If you don’t develop a mentor/mentee relationship between journeymen and apprentice, they don’t get any training in the field. And that relationship is breaking down almost to the point of failure. — Arthur Klock, UA Plumbers Local 1 Director of Training
But classroom instruction is only one aspect of the eduction process that typically takes four or five years to successfully complete.
“When I was an apprentice, two cinder blocks and a plank was where we had our lunch — and you’d listen,” Klock says. “The old-timers told their stories and you laughed. You heard stories about years ago, you heard stories about today, and you also talked about the trade. You learned —every day at lunch you learned. Nobody talks at lunch anymore. They sit and scroll with their finger on the phone.”
Howard Styles, IUOE Local 94 training director, says that excessive smart phone use amongst apprentices has become a significant issue, as well.
“Yes, we do our best to minimize usage, but it is a problem,” he says.
According to Klock, excessive smart phone use is pervasive — from the firehouse to the boardroom, and needs to be addressed.
“Everybody needs to be concerned about this,” he says. “If I have plumbers telling me this, and I have electricians telling me this, and I have firemen telling me this — I’m not talking about just one trade, I’m talking about society in general. Something has gone badly wrong and we’re going to be sorry.”
Retired Local 46 Ironworker and Blue Collar Buzz Co-Host Bill Hohlfeld agrees. After concluding a decades-long career on the job, Hohlfeld served as a training instructor for the union and now teaches at Rockland Community College. He calls smart phone use “an addiction” that “robs” young apprentices and students of indespensible interpersonal relationships.
“It’s an addiction that needs to be broken,” he says. “Every time you turn around, they’re on the phone — to the point where you want to scream.”

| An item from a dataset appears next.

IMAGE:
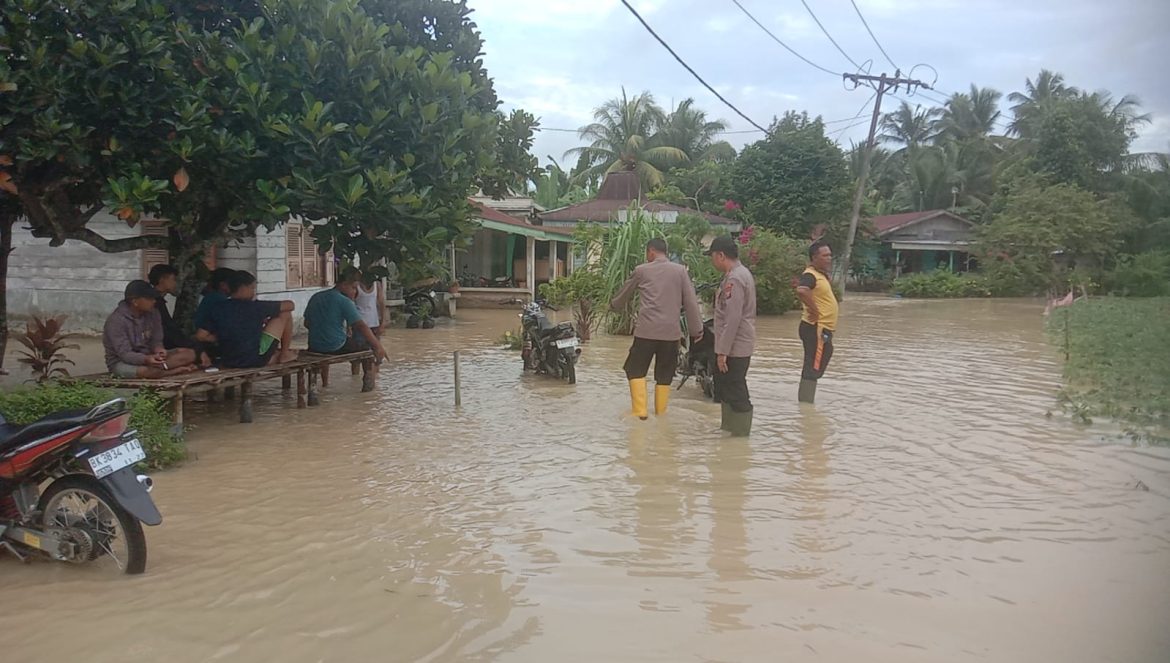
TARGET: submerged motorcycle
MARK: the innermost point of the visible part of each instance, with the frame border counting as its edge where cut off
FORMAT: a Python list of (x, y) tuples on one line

Without the benefit of traditional mentor/mentee relationships where journeymen take apprentices under their wing and impart years of experience and knowledge, while simultaneously solidifying the fraternalism that lies at the beating heart of the trade union movement — Klock warns apprentices run the risk of being reduced to mere “tools.”
“It’s a passing of knowledge; if you have no relationship with that person, you don’t pass knowledge — you give orders,” he says. “Bring that stuff over here; carry that here; do this; get out of the way. You use the apprentice like a tool, instead of treating them as if they were your nephew, or your son or daughter. You’re just using them as a tool because you have no relationship with them. That’s what’s happening.”